Around Madhavan Park are some small shops and spaces occupied by people at different times in the day. There is a coobler shop, then a knick-knacks shop which also sells newspapers and is an information space for the auto drivers who are lurking there. A lady also comes by in the afternoon and sets up shop to sell food to the auto drivers and to other clients.
I stood by the coobler shop, watching the cobbler repair my shoe. An old vegetable vendor came by and dropped some tomatoes in the cobbler’s shop. The two of them had a mischievous exchange and the cobbler continued repairing my shoe. I continued watching the cobbler at work, very intently watching him, his facial features, his craft. It struck me then that here is a man who would be called ‘chamar’, a ‘dalit’. But how different is he from me? What is this theory and politics about caste?

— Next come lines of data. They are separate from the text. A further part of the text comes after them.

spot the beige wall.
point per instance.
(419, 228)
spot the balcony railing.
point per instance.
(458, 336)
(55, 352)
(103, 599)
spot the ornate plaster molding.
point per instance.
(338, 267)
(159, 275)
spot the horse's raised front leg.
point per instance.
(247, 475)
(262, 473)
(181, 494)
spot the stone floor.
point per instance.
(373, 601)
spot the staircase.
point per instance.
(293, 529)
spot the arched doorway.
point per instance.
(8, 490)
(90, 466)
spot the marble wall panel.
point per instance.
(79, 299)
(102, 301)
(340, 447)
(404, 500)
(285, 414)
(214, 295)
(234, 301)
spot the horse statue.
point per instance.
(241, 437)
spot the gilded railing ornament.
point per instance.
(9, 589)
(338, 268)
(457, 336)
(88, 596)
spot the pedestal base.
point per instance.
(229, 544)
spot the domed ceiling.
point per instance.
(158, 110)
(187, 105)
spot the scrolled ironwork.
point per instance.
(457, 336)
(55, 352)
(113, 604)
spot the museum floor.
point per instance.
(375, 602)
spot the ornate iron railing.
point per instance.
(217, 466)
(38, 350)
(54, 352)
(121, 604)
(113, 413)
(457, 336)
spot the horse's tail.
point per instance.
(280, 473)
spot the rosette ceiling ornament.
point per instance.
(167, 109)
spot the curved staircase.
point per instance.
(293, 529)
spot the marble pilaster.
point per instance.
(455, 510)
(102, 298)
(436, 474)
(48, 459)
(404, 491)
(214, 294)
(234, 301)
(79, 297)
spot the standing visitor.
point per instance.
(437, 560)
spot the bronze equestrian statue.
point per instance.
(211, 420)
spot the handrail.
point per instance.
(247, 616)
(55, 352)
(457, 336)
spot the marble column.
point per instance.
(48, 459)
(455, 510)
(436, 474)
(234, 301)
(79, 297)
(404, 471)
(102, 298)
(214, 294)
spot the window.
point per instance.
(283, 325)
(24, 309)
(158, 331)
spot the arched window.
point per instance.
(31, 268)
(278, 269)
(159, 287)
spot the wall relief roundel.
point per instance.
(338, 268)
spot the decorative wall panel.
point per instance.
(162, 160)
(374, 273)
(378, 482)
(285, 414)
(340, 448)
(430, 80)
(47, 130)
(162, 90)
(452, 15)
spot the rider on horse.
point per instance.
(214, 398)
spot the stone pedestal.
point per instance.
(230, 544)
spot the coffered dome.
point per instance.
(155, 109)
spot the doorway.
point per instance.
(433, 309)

My words are proving to be futile here because I am really attempting to describe that moment, that moment where a certain transcendence occurred and I could only see this person repairing my shoe as myself, as me. Such a moment betrays all theory, all politics and it is perhaps such moments which cause major transformations among humankind.
Such moments are those which give me a great amount of hope. There is much hope in this world. We all live by it!
As I walk by Bangalore, pass by the city in the buses, I watch the newly formed cobbler kiosks. Most of them are empty. The occupied cobbler spaces are many. And most of them are laced with photographs of Dr. Ambedkar. This photograph does not appear in a vacumm. It appears as a source of consciousness of being, it emerges out of an assertion of a certain identity.
The empty cobbler kiosks are empty not as a matter of lack of occupancy. They are empty because politically, these spaces are flat, devoid of the very identity which forms the basis of our everyday politics.